Enquanto tudo passa

Quem passa apertado por não saber se a mensagem foi lida no WhatsApp ou por não ter ideia de qual foi o último acesso da pessoa por ela ter tirado a última visualização do app, não imagina como era no auge do uso do SMS - ou já se esqueceu.

Era difícil saber se a pessoa recebeu - a menos que você telefonasse na sequência para saber se o celular tocaria do outro lado ou iria para caixa postal, como desligado ou fora de área. Saber se leu o recado? Impossível.

Enquanto eu passava por um desses momentos de envio de SMS e telefone que chamava mas não atendia as minhas ligações, resolvi dormir no carro estacionado na frente do prédio de uma paixão que vivi até que ele acordasse no outro dia e pudesse ver o quanto eu queria ficar com ele. Tínhamos praticamente o fim de semana apenas para ficarmos juntos, por isso o esforço, a vontade, a falta de filtro.

Neste episódio, ele acordou no outro dia, viu toda a minha dedicação e respondeu pedindo para eu subir para o apartamento dele, enquanto me dava palestra sobre o que eu fiz e o quão desnecessário era. Mas eu não me importava.
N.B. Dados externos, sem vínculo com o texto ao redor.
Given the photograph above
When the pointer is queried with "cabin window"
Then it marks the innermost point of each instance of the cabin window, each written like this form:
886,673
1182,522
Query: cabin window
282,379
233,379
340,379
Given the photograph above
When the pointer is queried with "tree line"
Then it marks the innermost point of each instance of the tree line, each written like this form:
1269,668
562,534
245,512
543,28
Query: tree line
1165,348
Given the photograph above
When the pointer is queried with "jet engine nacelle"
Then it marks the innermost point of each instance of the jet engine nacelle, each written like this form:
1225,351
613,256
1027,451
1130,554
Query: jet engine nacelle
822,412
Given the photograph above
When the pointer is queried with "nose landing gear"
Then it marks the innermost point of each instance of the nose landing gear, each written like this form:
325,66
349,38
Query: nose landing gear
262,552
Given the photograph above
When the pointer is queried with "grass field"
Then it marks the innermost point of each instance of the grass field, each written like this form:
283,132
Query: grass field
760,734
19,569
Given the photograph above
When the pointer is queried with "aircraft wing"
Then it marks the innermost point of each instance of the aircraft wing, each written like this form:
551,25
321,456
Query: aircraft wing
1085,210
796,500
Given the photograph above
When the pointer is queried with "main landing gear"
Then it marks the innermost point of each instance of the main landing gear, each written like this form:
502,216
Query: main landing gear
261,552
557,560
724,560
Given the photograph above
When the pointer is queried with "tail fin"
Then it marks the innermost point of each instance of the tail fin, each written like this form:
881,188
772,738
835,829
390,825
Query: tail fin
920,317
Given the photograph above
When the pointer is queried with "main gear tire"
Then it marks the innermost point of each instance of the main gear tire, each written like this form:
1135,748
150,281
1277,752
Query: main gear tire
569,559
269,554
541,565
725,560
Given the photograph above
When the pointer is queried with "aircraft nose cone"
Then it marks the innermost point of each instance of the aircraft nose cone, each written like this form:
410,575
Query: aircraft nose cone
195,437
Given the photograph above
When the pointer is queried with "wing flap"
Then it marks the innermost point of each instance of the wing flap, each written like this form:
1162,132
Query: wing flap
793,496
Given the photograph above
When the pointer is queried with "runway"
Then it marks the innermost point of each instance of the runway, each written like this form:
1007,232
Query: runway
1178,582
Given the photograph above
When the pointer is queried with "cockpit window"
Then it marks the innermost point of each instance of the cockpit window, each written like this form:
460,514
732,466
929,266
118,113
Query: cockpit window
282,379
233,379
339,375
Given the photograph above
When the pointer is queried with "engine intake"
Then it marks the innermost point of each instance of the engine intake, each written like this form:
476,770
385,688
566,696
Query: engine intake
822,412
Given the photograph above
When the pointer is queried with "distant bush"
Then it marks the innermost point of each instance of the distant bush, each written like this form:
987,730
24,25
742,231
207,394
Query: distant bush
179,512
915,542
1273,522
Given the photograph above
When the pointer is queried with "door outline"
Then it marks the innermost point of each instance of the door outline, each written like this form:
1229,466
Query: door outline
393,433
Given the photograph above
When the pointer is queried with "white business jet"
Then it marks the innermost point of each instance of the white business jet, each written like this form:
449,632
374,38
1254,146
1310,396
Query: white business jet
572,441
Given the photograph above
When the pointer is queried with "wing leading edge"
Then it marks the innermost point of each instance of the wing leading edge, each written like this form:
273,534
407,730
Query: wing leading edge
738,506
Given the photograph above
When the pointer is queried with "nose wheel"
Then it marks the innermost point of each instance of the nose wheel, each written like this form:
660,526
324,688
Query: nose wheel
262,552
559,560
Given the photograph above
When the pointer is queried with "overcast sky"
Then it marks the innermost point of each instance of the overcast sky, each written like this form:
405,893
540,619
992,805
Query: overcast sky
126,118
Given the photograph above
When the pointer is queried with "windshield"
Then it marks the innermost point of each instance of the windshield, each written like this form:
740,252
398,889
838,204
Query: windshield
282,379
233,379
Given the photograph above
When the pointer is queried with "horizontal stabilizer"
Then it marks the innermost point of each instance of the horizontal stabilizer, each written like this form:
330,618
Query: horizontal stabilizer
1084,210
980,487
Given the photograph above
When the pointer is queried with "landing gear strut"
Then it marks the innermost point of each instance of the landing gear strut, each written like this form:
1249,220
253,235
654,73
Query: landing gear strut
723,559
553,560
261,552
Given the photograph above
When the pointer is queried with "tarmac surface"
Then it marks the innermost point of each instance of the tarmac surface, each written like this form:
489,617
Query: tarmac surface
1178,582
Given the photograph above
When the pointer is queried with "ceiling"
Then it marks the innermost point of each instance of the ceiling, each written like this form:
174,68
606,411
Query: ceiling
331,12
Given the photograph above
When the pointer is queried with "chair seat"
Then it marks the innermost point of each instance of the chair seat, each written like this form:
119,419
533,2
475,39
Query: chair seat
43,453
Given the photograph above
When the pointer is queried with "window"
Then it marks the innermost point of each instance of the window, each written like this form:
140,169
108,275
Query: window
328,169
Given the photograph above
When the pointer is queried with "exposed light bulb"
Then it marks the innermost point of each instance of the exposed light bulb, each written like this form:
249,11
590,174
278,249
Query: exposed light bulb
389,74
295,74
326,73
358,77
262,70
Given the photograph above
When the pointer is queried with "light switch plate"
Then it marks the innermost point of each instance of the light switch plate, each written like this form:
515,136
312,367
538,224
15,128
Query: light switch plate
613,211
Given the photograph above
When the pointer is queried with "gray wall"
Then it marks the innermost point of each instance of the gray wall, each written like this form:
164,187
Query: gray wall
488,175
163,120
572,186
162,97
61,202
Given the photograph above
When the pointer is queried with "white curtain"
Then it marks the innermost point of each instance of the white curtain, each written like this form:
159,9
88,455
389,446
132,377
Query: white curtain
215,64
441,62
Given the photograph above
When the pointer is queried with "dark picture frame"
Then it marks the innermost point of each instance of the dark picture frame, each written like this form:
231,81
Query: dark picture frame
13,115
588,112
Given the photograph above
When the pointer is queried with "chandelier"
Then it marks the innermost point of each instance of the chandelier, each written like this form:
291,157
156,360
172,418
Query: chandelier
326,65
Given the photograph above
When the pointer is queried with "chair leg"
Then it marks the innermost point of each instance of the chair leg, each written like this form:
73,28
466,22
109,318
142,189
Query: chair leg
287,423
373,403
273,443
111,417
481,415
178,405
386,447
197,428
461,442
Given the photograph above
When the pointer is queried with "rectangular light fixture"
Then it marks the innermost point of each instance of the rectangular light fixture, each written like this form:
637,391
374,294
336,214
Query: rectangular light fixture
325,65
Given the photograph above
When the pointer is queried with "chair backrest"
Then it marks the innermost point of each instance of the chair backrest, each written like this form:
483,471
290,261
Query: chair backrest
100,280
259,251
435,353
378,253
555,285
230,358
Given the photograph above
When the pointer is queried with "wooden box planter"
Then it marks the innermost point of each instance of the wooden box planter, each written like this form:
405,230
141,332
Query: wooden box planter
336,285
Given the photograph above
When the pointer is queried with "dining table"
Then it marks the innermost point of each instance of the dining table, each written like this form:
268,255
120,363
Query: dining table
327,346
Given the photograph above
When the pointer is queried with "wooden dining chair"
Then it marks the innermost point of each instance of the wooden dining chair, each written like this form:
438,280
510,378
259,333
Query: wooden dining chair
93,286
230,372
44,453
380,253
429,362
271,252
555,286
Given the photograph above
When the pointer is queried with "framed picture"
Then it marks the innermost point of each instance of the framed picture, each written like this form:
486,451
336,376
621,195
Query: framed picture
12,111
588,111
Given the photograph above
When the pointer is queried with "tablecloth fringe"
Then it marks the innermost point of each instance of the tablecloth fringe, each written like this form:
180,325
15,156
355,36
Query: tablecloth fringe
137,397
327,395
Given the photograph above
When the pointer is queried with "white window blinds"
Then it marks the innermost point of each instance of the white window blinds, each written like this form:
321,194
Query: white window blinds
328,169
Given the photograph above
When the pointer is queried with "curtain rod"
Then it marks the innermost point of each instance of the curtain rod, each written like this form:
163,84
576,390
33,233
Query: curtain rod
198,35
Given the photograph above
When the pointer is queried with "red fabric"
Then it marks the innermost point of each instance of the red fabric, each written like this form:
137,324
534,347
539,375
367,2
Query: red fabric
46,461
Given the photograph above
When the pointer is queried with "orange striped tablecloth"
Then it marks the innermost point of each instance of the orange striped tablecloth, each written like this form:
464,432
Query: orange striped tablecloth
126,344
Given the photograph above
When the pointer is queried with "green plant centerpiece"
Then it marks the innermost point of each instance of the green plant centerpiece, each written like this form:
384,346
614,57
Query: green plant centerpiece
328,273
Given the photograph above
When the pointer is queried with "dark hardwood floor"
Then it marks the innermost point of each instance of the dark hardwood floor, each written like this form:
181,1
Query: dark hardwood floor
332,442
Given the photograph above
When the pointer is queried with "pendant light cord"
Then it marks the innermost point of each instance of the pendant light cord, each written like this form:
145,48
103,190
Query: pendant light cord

Em outro momento, conheci um fofo na balada. Batemos papo. Veio o beijo. Dormimos juntos em um motel bem vagabundo de lençóis que cheiram a água sanitária e no outro dia ainda o levei para casa. Em outra cidade, que até então nunca havia visitado. Liguei para uma amiga no caminho de volta e ela não acreditava que lá estava eu me apaixonando a ponto de dar carona com cobertura regional.

Entre essas e outras, parei em casa de amiga para poder carregar celular e não perder a mensagem que - talvez eu nem - receberia e mais algumas ausências de autocontrole que há muito tempo não se repetem por alguém.

Acontece que esta semana algo derrubou o antivírus que bloqueava essas memórias e, mais que isso, me fez sentir a ansiedade que senti enquanto aguardava naquele carro durante a madrugada na rua, me fez lembrar que me perdi ao levar a tal pessoa recém-chegada em minha vida até a outra cidade e que rimos demais disso enquanto ele dizia que não sabia o caminho. O empurrão veio dela e dele, Sandy e Junior, em um palco maravilhoso, com uma seleção de repertório ainda mais maravilhosa, com letras cantadas nos anos noventa e em um ano dois mil que eu nem imaginaria se aproximar dos dois mil mais vinte.

O show terminou e minha cabeça doía de tanto chorar. Sabe quando a gente passa por algo muito triste e chora, chora e depois caímos no sono de tanto cansaço? Por aquele esgotamento emocional? A dupla me deixou assim, porém, pura e completamente pela euforia que me causou.

Dias depois desse turbilhão, vim pensando no motivo de eu ter ficado daquele jeito enquanto via os rostos dos dois irmãos, aquelas luzes e versões maduras de músicas de amores juvenis. Mais que a nostalgia, o que aconteceu foi que eu voltei a um Matheus que eu simplesmente não me recordava mais, que chora e que, principalmente, se entrega ao outro.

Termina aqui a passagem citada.